Current guidance states that those in Scotland found guilty of a crime who are under the age of 25 should have a presumption against receiving custodial sentences.
Labour is calling for an end to the “confusion” over prison policy for 18 to 25-year-olds and a review of custody policy in rape cases.
The party said it supported custodial sentences as a default for those convicted of violent sexual crimes such as rape, and called for a zero-tolerance for violence against women and girls.
Scottish Labour’s justice spokesperson Pauline McNeill said: “Like thousands of other Scots, I was deeply concerned to hear that a rapist did not receive a custodial sentence for his heinous crime.
“As a society we must have zero tolerance for violent sexual crimes against women and girls.
“It is simply wrong that someone who commits such a vile crime is not seriously considered for a custodial sentence.

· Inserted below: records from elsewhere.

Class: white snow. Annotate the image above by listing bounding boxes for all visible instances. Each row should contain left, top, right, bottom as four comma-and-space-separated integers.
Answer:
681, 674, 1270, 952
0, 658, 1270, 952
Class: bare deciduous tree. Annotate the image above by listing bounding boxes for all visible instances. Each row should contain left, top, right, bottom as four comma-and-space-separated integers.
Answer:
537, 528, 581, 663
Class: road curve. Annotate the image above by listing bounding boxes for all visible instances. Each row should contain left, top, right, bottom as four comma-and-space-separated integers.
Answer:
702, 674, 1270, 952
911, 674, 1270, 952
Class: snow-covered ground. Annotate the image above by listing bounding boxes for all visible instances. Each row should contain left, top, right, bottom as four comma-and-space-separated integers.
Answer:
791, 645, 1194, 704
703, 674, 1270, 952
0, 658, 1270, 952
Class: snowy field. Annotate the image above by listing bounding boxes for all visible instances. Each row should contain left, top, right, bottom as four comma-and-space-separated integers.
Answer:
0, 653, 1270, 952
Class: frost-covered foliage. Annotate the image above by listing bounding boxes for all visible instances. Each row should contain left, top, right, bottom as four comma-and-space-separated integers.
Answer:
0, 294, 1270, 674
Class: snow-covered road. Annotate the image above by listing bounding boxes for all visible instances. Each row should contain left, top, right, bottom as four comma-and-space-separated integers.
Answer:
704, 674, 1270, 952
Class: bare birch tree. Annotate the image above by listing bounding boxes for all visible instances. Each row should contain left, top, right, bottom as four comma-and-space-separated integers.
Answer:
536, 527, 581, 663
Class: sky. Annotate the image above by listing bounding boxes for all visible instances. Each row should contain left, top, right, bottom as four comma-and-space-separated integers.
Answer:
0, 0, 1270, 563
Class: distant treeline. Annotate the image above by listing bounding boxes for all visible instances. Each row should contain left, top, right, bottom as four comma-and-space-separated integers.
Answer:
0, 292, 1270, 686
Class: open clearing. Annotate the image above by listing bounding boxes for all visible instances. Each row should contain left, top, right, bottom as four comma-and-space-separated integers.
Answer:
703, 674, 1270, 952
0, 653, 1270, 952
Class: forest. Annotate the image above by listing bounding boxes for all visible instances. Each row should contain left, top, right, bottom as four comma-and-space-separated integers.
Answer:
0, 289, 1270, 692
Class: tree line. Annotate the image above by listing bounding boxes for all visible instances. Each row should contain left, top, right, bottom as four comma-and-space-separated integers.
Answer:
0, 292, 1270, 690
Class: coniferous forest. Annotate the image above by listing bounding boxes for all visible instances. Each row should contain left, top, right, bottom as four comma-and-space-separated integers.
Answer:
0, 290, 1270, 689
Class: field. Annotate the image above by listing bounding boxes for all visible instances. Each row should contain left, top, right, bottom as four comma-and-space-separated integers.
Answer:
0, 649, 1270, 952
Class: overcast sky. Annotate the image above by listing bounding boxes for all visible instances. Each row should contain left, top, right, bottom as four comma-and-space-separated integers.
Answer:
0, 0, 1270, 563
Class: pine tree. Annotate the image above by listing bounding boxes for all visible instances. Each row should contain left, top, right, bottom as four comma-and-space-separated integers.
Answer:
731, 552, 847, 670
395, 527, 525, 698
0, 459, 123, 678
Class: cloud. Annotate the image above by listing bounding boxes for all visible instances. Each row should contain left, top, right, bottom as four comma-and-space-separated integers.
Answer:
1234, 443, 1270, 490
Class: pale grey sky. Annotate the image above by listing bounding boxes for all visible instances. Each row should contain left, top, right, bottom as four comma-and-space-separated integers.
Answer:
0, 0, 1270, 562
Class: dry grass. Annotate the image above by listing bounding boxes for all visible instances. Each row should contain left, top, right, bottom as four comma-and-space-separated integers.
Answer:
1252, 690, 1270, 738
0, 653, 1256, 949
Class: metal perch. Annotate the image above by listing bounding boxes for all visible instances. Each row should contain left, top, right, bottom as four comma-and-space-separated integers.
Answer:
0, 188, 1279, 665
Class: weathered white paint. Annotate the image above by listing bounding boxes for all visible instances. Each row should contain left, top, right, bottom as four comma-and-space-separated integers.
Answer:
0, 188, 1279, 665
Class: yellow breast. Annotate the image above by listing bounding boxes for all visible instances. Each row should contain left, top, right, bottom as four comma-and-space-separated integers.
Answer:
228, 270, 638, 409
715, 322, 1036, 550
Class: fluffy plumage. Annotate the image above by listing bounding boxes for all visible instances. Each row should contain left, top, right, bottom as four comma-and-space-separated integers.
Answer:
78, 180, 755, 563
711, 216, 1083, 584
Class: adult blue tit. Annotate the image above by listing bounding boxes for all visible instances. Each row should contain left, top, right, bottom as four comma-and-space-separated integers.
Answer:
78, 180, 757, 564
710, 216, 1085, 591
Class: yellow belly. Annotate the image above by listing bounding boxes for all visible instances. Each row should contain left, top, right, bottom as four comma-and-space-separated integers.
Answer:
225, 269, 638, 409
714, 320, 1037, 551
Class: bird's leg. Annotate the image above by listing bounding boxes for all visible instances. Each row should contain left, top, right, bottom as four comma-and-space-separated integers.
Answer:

“We need answers now from the Scottish Government over whether ministers approved of the guidelines which led to this individual receiving a community payback order.”
Justice Secretary Angela Constance said: “Rape is a heinous crime with women and girls predominantly the victims.
“I am determined to progress the significant reforms set out in Lady Dorrian’s report on improving the management of sexual offences, as well as the abolition of the not proven verdict, so rape survivors can have full confidence in the justice system.
“The Sentencing Young People guidelines make explicit that a prison sentence remains an option for the court if it considers that to be appropriate.
“Across all age groups, 98% of rape convictions resulted in a custodial penalty between 2018 and 2021.
“Sentencing guidelines are developed by the independent Scottish Sentencing Council and approved by the High Court of Justiciary. Scottish ministers have no role in their approval.
“There is already a statutory duty on the Sentencing Council to periodically review the sentencing guidelines it publishes.”